Model Selection
Last updated: Jan 2026
Overview
Choosing the right AI model is crucial for workflow success. Different models excel at different tasks, and the best choice depends on your specific requirements for quality, speed, and cost.
Capability
What it can do
Speed
Response time
Cost
Credits per token
Accuracy
Output quality
Available Models
ORCFLO supports models from leading AI providers. Each offers different strengths and capabilities.
Anthropic Claude
200K context window
Excellent for nuanced reasoning, long-form content, and tasks requiring careful analysis. Strong safety features and high-quality outputs.
OpenAI GPT
Up to 1M context window
Versatile models with strong general capabilities. Includes reasoning models (o3, o4-mini) for complex problem-solving. Good for function calling and multimodal tasks.
Google Gemini
Up to 1M context window
Fast and efficient models with massive context windows. Great for high-volume processing and long document analysis. Cost-effective for large-scale operations.
Selection Criteria
Consider these factors when choosing a model for your workflow.
| Factor | Choose Larger Model | Choose Smaller Model |
|---|---|---|
| Task Complexity | Complex reasoning, nuanced analysis | Simple classification, extraction |
| Quality Requirements | Customer-facing, high stakes | Internal tools, acceptable errors |
| Volume | Low volume, high value | High volume, cost-sensitive |
| Latency | Batch processing, async | Real-time, user-facing |
| Context Length | Long documents, conversations | Short inputs, simple prompts |
Task Recommendations
Here are recommended models for common workflow tasks.
| Task | Recommended Models |
|---|---|
| Content Generation | Claude Sonnet 4.5 (quality), GPT-5.2 (versatility), Gemini 2.5 Pro (speed) |
| Data Extraction | Claude Haiku 4.5 (cost), GPT-4o Mini (fast), Gemini 2.5 Flash (volume) |
| Code Tasks | Claude Sonnet 4.5 (accuracy), GPT-5.2 (broad support), Gemini 2.5 Pro (speed) |
| Classification | Claude Haiku 4.5 (efficient), GPT-4o Mini (reliable), Gemini 2.0 Flash (fast) |
Start Small, Scale Up
Begin with a smaller, faster model and only upgrade if quality isn't meeting requirements. Many tasks don't need the most powerful model.
Cost Optimization
Model costs can add up quickly. Here are strategies to optimize spending.

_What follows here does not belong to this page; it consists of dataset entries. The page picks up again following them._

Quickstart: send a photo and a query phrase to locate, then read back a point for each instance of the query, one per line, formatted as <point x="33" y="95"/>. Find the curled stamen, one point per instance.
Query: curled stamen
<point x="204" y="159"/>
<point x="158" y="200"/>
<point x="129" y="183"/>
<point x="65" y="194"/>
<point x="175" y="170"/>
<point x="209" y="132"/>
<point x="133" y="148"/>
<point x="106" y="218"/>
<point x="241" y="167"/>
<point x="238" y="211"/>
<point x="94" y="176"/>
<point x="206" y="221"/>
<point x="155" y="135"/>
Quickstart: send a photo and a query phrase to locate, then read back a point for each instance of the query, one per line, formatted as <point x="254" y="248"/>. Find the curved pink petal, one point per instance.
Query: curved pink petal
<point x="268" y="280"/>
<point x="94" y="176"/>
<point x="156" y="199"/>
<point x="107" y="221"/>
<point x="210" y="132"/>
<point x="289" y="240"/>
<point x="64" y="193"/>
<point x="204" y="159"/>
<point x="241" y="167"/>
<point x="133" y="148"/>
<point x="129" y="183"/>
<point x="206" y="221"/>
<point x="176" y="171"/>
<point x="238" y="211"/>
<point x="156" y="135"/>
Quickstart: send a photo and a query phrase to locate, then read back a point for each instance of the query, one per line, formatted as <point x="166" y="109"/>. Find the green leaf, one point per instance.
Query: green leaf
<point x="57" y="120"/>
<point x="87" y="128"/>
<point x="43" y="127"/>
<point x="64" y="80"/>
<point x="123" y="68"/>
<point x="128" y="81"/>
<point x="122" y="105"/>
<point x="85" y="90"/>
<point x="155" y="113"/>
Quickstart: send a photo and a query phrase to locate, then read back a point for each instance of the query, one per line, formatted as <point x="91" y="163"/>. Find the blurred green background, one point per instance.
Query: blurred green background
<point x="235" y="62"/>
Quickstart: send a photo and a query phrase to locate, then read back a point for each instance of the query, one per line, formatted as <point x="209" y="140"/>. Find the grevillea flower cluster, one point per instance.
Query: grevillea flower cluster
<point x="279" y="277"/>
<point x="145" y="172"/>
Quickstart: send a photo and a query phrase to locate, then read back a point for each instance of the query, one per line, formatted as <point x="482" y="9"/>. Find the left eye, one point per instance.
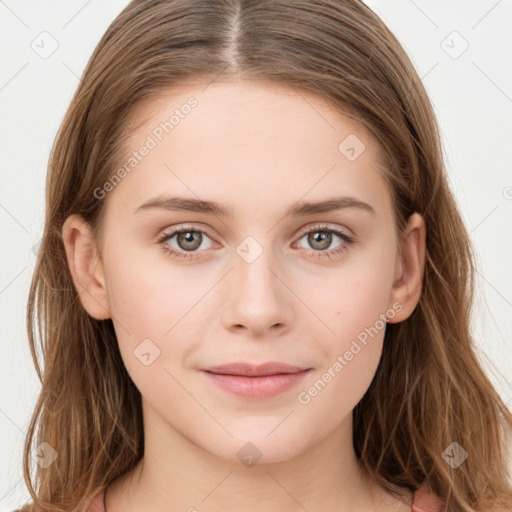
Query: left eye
<point x="188" y="240"/>
<point x="320" y="239"/>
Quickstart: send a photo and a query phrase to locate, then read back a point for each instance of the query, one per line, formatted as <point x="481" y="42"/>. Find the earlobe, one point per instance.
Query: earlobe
<point x="409" y="269"/>
<point x="86" y="267"/>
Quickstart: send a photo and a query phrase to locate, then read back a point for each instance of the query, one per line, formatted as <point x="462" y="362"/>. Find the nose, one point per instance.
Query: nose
<point x="258" y="299"/>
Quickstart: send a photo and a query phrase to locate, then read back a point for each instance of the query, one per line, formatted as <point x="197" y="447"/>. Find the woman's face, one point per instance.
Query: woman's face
<point x="247" y="170"/>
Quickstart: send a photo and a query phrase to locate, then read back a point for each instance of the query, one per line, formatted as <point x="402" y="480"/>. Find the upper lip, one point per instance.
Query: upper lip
<point x="250" y="370"/>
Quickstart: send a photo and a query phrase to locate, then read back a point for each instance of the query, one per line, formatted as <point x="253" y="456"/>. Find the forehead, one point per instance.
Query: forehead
<point x="245" y="141"/>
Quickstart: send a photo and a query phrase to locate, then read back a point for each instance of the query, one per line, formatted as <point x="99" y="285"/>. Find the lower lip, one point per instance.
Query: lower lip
<point x="257" y="387"/>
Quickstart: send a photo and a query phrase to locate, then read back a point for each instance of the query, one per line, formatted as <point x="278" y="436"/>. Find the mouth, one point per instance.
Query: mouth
<point x="250" y="370"/>
<point x="256" y="382"/>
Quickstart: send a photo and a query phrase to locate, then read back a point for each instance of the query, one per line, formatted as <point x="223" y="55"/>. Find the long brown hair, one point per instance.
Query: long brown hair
<point x="429" y="390"/>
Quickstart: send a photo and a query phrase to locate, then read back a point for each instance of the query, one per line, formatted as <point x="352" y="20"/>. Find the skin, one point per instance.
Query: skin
<point x="260" y="149"/>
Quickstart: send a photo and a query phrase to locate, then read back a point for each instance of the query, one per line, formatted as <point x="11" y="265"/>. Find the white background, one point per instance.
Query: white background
<point x="472" y="95"/>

- Right-size your model: Use smaller models for simpler tasks. Not every step needs Claude Opus 4.5.
- Minimize tokens: Write concise prompts where possible.

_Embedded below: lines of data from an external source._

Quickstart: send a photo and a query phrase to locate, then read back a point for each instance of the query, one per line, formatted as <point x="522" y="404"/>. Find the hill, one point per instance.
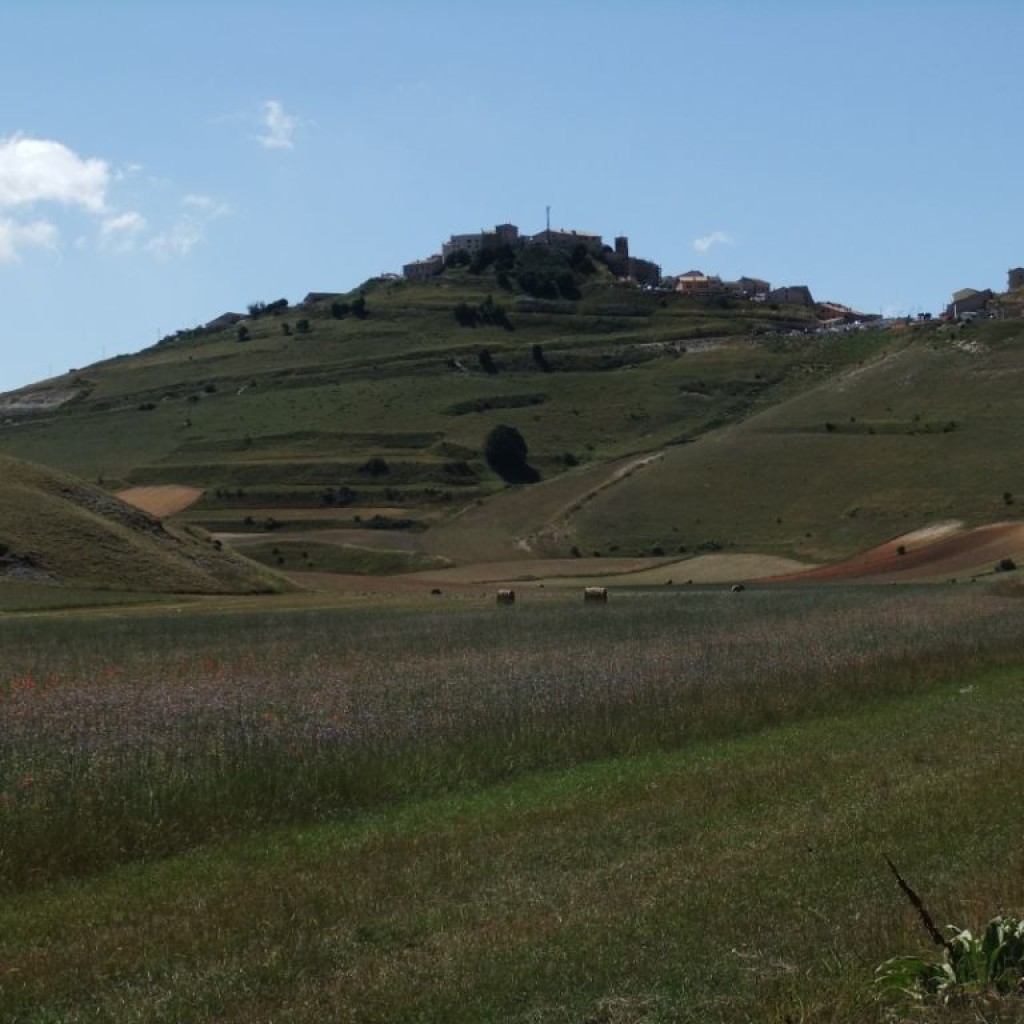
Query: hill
<point x="660" y="425"/>
<point x="56" y="528"/>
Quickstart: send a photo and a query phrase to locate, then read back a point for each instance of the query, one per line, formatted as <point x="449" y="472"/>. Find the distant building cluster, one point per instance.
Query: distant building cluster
<point x="617" y="258"/>
<point x="970" y="303"/>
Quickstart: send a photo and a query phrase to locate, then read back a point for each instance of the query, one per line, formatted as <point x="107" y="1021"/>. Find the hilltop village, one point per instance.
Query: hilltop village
<point x="505" y="242"/>
<point x="967" y="304"/>
<point x="463" y="248"/>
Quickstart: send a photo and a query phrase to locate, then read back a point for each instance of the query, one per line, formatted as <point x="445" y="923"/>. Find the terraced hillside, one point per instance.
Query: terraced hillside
<point x="660" y="426"/>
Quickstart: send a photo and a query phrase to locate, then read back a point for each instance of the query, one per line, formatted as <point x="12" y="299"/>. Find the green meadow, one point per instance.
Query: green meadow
<point x="675" y="807"/>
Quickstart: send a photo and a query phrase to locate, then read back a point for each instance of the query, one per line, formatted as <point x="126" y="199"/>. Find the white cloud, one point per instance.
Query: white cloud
<point x="119" y="232"/>
<point x="207" y="206"/>
<point x="179" y="240"/>
<point x="701" y="245"/>
<point x="14" y="237"/>
<point x="34" y="170"/>
<point x="189" y="228"/>
<point x="280" y="127"/>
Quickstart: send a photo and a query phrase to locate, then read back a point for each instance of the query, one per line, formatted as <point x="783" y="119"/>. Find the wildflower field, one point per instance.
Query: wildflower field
<point x="456" y="812"/>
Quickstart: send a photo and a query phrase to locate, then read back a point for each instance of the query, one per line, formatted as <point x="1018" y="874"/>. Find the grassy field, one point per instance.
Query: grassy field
<point x="672" y="808"/>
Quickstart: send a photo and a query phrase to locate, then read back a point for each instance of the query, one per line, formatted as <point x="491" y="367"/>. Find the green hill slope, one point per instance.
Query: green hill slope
<point x="57" y="528"/>
<point x="772" y="438"/>
<point x="930" y="432"/>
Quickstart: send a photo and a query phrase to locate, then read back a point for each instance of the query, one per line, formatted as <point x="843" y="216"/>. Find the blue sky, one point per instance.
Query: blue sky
<point x="161" y="164"/>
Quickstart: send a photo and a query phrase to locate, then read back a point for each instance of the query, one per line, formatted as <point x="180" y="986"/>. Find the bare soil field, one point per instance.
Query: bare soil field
<point x="942" y="552"/>
<point x="161" y="501"/>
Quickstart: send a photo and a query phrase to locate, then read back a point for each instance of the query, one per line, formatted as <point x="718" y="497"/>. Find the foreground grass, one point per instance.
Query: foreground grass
<point x="737" y="880"/>
<point x="129" y="739"/>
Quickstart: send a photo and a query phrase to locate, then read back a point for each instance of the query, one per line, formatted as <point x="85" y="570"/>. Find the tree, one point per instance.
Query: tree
<point x="506" y="453"/>
<point x="540" y="358"/>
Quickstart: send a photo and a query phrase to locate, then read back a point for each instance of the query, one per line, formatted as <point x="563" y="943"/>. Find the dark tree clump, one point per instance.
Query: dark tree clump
<point x="506" y="453"/>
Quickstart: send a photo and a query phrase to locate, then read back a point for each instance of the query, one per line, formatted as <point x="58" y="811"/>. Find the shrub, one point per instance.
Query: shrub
<point x="989" y="964"/>
<point x="506" y="453"/>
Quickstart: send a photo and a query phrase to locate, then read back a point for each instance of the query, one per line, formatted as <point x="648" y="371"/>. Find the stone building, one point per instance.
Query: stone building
<point x="421" y="268"/>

- Batch processing: Process multiple items in single requests when supported.
Configuring Models
ORCFLO makes it easy to configure models for each LLM step. You can search, filter by pricing tier, and fine-tune parameters.
Open the model selector
Click the current model name displayed on your LLM step to open the model selector.
Search or filter by tier
Choose from Lite, Value, or Premium tiers to narrow your options by cost and capability.
Select the model
Click on your desired model to apply it to the step. The selector will close automatically.

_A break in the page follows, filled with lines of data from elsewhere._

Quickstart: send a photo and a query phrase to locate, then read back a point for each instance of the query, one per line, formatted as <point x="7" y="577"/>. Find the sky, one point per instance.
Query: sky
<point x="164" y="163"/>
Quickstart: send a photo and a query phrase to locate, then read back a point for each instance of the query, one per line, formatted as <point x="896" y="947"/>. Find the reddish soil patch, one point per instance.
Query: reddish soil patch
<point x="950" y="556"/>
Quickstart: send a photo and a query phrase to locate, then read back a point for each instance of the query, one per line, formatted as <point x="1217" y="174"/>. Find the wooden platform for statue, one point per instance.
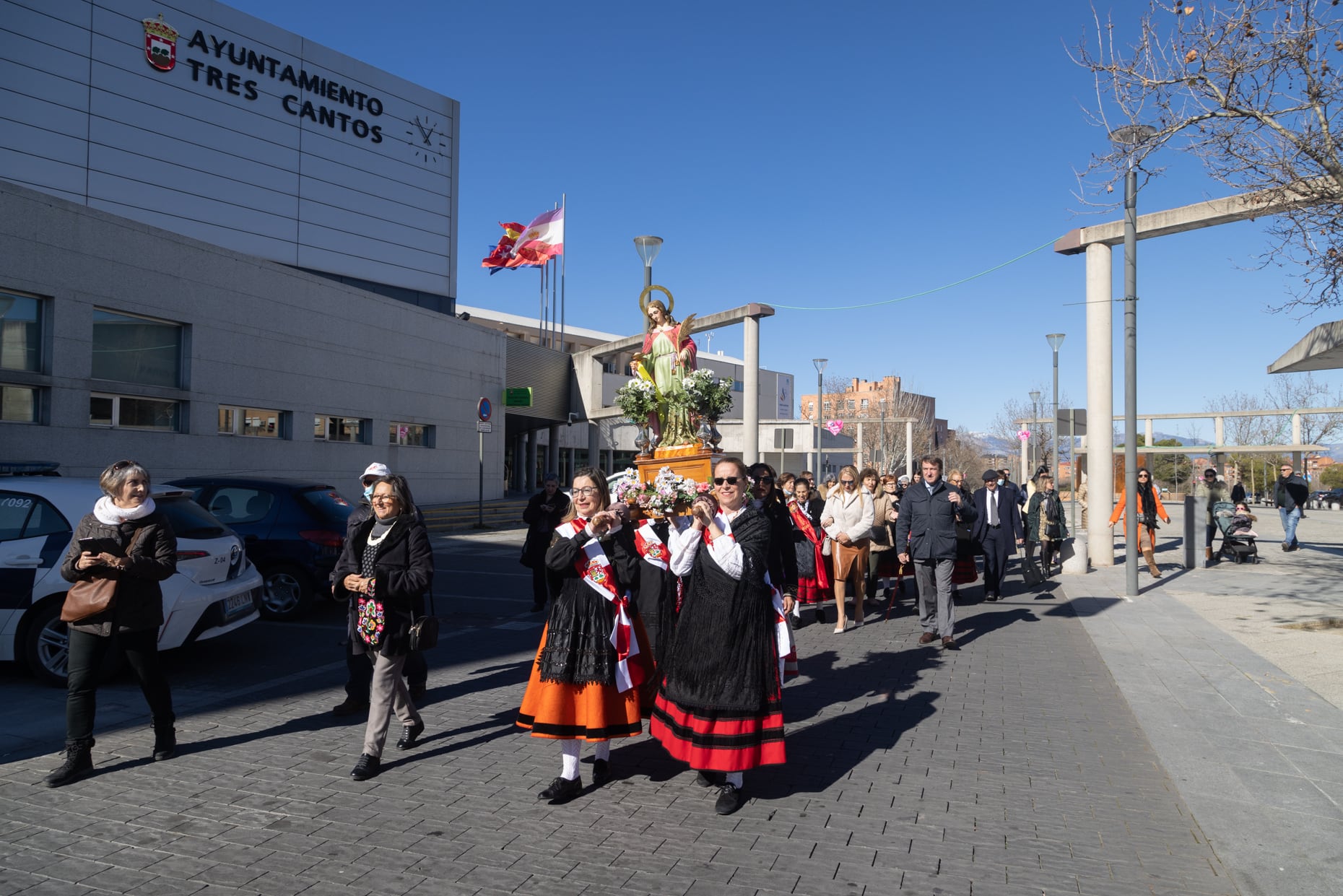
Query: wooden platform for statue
<point x="697" y="466"/>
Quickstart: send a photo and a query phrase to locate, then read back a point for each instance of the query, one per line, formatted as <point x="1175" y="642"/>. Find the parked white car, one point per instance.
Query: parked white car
<point x="215" y="588"/>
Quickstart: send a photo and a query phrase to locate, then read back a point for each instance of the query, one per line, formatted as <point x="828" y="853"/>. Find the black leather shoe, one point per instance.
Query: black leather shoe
<point x="365" y="767"/>
<point x="351" y="707"/>
<point x="562" y="790"/>
<point x="410" y="734"/>
<point x="729" y="799"/>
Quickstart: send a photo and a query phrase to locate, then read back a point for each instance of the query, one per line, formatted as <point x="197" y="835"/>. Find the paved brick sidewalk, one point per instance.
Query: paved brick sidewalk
<point x="1010" y="767"/>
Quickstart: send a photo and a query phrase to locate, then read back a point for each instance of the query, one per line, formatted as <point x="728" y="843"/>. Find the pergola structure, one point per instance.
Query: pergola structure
<point x="1098" y="245"/>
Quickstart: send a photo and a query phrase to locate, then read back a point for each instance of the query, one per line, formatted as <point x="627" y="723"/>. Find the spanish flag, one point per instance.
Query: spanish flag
<point x="504" y="256"/>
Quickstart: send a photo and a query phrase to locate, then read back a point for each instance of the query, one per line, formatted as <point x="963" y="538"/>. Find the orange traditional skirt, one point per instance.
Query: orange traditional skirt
<point x="586" y="713"/>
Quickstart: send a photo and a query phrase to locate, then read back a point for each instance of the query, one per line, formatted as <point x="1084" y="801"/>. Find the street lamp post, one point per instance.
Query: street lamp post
<point x="1035" y="419"/>
<point x="821" y="367"/>
<point x="882" y="441"/>
<point x="1131" y="136"/>
<point x="648" y="248"/>
<point x="1055" y="342"/>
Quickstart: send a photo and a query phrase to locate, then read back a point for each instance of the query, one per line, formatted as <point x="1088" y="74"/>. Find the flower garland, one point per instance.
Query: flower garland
<point x="664" y="496"/>
<point x="637" y="399"/>
<point x="708" y="395"/>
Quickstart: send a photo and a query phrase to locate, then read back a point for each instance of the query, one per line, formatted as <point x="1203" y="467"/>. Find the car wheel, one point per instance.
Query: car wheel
<point x="48" y="648"/>
<point x="48" y="645"/>
<point x="287" y="596"/>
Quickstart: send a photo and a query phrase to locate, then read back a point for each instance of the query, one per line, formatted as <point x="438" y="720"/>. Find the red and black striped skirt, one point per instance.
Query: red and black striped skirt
<point x="720" y="739"/>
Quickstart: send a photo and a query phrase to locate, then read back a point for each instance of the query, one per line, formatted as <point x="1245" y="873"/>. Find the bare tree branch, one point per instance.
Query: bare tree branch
<point x="1248" y="87"/>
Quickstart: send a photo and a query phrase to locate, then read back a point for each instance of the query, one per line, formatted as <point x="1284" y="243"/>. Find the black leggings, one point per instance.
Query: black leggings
<point x="86" y="657"/>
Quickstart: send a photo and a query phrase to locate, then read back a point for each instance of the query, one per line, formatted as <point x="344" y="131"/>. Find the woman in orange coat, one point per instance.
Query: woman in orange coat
<point x="1149" y="508"/>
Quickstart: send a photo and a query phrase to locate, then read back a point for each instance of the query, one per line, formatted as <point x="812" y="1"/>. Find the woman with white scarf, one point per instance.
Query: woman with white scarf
<point x="134" y="544"/>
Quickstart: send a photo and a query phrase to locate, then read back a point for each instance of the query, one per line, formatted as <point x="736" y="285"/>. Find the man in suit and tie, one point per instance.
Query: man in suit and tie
<point x="997" y="529"/>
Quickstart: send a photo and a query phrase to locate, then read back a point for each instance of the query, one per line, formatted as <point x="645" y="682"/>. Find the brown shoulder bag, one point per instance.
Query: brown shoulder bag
<point x="90" y="597"/>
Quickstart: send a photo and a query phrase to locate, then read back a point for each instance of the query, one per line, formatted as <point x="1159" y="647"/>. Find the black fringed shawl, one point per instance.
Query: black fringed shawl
<point x="723" y="655"/>
<point x="578" y="632"/>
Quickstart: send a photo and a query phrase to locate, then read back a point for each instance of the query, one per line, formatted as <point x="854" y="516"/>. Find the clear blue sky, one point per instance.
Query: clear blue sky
<point x="821" y="155"/>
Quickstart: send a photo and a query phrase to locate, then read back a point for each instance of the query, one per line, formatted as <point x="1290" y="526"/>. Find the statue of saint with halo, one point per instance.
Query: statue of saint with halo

Open the LLM node configuration panel
Click the 'Settings' button on the LLM step to access advanced configuration options.
Adjust temperature
Lower values (0.0–0.3) produce focused, deterministic outputs. Higher values (0.7–1.0) increase creativity and variation.
Test with sample data
Run the workflow with representative inputs to verify output quality before committing to the new model.
Monitor changes
Track cost and step duration differences in the execution pane to ensure the model meets your requirements.
Prompt Adjustments
Some prompts work better with specific models. When switching, you may need to adjust your prompts for optimal results.
Best Practices
- Match model capability to task complexity
- Use smaller models for high-volume, simple tasks
- Reserve powerful models for complex reasoning
- Test multiple models before committing
- Monitor costs and quality metrics
- Consider latency requirements for real-time use
- Keep prompts model-agnostic when possible
Key Takeaways
Different models excel at different tasks - match model to requirement. Consider capability, speed, cost, and accuracy trade-offs.
Start with smaller models and upgrade only if needed. Use task-specific recommendations as starting points.
Monitor and optimize costs with right-sizing. Test model switches with sample data before production.